Occasionally, if a filler head falls off, or other foreign object enters the wine, then these bottles will be omitted from the line by weight non-conformance as they pass over a balance. Broken bottles during bottling can cause broken glass residues and the line should be stopped and cleaned of these materials, and the area spot-sanitised before restart. Visual inspection, infrared scans, balances and metal detectors are also often integrated into packaging lines to capture non-conformances.
The fill volume for a standard wine bottle is 750 mL ± a set tolerance. This tolerance must conform to minimum labelled volume under weights and measures legislation, which can differ between states within Australia. Different bottles have different tolerances, and these details can be found on the bottle specification sheet provided by the glass manufacturer.

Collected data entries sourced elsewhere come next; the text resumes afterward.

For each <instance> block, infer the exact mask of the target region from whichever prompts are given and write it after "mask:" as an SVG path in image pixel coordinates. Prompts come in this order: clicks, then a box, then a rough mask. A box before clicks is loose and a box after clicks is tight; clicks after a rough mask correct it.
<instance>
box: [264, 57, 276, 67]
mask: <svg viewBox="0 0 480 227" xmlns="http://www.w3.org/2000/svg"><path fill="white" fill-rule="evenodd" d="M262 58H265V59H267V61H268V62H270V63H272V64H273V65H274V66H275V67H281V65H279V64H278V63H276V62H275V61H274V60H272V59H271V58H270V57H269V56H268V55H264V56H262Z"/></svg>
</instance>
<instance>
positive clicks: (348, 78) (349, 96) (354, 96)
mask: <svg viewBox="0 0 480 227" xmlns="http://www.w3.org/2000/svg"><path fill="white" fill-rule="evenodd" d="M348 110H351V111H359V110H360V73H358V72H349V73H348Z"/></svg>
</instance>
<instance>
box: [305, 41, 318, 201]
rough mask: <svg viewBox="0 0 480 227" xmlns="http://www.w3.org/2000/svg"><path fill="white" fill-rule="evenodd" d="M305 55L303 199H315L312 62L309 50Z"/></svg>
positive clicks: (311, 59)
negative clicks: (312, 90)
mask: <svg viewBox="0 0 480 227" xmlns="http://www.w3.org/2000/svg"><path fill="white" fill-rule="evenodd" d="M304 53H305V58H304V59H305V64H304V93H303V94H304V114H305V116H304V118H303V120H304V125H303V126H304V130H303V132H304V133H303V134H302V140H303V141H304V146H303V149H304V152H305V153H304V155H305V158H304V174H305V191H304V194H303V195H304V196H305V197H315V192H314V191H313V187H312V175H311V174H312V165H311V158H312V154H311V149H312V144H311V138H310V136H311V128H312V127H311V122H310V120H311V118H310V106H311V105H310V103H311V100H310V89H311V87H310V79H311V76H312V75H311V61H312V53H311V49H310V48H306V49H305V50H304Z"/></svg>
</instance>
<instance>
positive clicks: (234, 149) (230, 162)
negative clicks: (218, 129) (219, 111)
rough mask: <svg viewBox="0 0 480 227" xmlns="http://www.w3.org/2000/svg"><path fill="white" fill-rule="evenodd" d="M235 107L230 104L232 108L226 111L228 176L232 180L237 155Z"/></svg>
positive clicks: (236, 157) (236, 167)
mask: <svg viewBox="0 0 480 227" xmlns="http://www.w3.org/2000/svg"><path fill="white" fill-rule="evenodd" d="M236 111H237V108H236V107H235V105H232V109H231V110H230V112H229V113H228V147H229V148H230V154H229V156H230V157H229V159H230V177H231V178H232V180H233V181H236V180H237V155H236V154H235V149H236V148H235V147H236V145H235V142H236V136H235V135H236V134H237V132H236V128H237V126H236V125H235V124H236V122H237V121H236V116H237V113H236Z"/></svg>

It is also important that the appropriate closure is used with the appropriate bottle as these can affect these regulatory requirements as well as the packaging effectiveness and storage of the wine.
There are cost implications of overfilling bottles. For example, if bottling 1,000 L of wine with exactly 750 mL of wine per bottle, this equates to 1,333 bottles. For a $30 bottle, this equates to $40,000 value. Consider if all bottles of this wine were overfilled to 795 mL, this would equate to just 1,250 bottles and $37,500 in value, or a 6% decrease in value of stock produced. Overfills can also result in quality and storage implications, including leakage.
Some wine loss is expected during filtration and bottling. Losses occur due to transfer, recirculation and removal of any water from the line, wetting of membrane or cartridge filters, bottles excluded because of low fill volumes, non-conforming product, analysis samples or samples taken for physical measurements. Volumes lost can vary from approximately 0.5 to 5% of the total wine volume, with larger volume losses occurring during the packaging of smaller batches due to economies of scale. An Ask the AWRI: How much wine to expect per tonne of grapes? (PDF article) details further information about typical juice extraction volumes, juice and wine losses and gains throughout the winemaking process and final extraction rates of bottled wine to expect from the initial tonnes crushed.